29 de novembro de 2010

O pão nosso de cada dia



Venho de Lisboa, onde dormi. É Domingo cedo de manhã e não há ninguém na estrada. Penso que tenho de ir ao supermercado às compras de essenciais e não quero deixar passar o fim-de-semana do Banco Alimentar. Faço uma lista mental do que preciso. Pouca coisa: uns legumes, uns camarões e coisas para o Banco. A Paula deixou-me maçãs, romãs e dióspiros quando cá esteve no Sábado e, por isso, não preciso de fruta. Hesito se trago pão. Não. Tenho um resto que é preciso acabar, é pão velho mas paciência.
Depois de chegar a casa, a Paula telefona:
- Blondinha, tenho aqui muito pão que me deram. Vou-te aí levar.
E traz. Muito pão, ao qual eu não consigo dar vencimento e, portanto, congelo mas não sem antes me deliciar no pequeno prazer simples de pão fresco com manteiga (ainda que seja de soja). O meu resto tornou-se abundante como numa qualquer multiplicação perante a multidão bíblica. Mas não é isso que me impressiona, o que me despoleta o pensamento é que na nossa generosidade, haverá sempre quem seja generoso connosco. Pensei isto apenas porque foi fim-de-semana do Banco Alimentar. Pensei isto porque aqui no campo ainda há esta coisa da partilha. Pensei isto porque vem aí uma crise pior do que um céu carregado e é, afinal, é a sociedade civil que se solidariza num ano em que a recolha do Banco Alimentar Contra a Fome superou recordes de generosidade. Pensei isto porque graves espectros se levantam e eu ainda acredito na bondade imanente.

8 comentários:

antonio - o implume disse...

O Belmiro também ficou contente com esta onda de solidariedade e, pelo caminho, ficou ainda mais rico.

Daniel Santos disse...

já somos dois.

Turmalina disse...

E que bom que a bondade existe!!!
Minha mãe costuma dizer que a pessoa realmente generosa não é aquela que dá o que lhe sobra e sim a que divide o que tem. E eu gosto disso!
Bjos

Carlos Barbosa de Oliveira disse...

É isso mesmo...

Ältere Leute disse...

Pior é quando os Belmiros ficam mais ricos sem que nada chegue aos mais desfavorecidos...
Ainda está para chegar o dia da "egualização"! "Amanhãs que cantam" ? Os conhecidos deram no que deram. Até aos próximos, vamos acabar com os donativos... para não enriquecer mais os Belmiros?

Eu Mesma! disse...

Mesmo que o Belmiro neste fim semana do ano fique mais rico...

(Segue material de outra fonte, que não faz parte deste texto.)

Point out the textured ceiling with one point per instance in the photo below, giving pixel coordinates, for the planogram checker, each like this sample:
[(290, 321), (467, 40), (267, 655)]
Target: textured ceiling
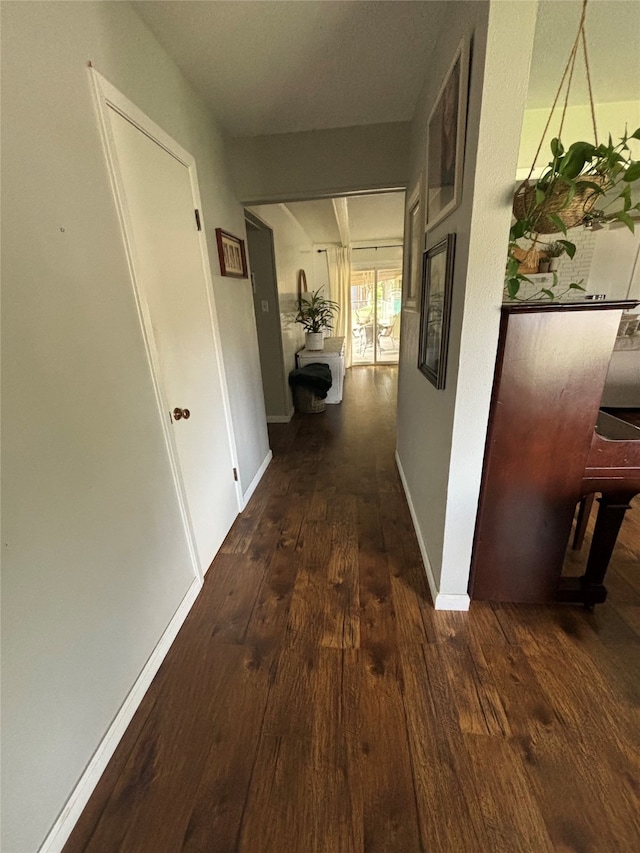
[(282, 67), (371, 218)]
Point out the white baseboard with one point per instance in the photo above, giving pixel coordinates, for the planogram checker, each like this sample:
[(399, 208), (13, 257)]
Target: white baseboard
[(62, 828), (441, 601), (252, 486), (451, 601), (280, 419)]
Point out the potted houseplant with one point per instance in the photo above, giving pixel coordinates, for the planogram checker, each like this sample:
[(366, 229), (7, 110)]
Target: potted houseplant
[(566, 194), (315, 313)]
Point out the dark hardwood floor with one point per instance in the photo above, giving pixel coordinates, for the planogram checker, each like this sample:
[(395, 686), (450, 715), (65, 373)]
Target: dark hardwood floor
[(314, 702)]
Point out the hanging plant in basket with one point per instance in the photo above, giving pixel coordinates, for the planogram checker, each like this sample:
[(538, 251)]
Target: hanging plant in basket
[(588, 181)]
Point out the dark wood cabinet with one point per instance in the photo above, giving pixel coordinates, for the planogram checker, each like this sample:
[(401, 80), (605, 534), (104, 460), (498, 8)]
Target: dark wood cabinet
[(550, 373)]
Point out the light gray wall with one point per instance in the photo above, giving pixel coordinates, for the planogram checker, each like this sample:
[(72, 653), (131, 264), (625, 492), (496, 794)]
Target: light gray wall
[(441, 433), (94, 551), (322, 163)]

alguém no mundo fica mais alimentado.. e só por isso... faz toda a diferença...

Olá Amor disse...

Pese embora toda a generosidade e solidariedade que são de louvar por parte dos milhares de pessoas que contribuem nestas causas, é de salientar que quem ajuda são sempre os mesmos. Numa altura de crise instalada e que vai cá ficar muitos anos, tem de ser o povo a ajudar o povo. Todos os dias são cometidos roubos e atropelos contra o povo, mas este continua sempre a pagar. Paga as crises impostas pelos barões que passam incólumes e ainda têm de ser eles a pagar para que quem menos tem tenha um pouco mais. É de enaltecer este espírito de entre-ajuda, mas fosse o povo unido na causa maior que urge para este país, que é limpar do poder esta gentinha que nos (des) governa, e certamente não estaríamos tão mal assim. Mas fora isso, ainda bem que somos um povo generoso e solidário.

George Sand disse...

Todos os Belmiros do mundo são bem vindos nesta altura:criam riqueza e postos de trabalho.
A ideia do Banco Alimentar é uma ideia de solidariedade feliz:~prncípalmente para quem recebe, que não o faz envergonhado.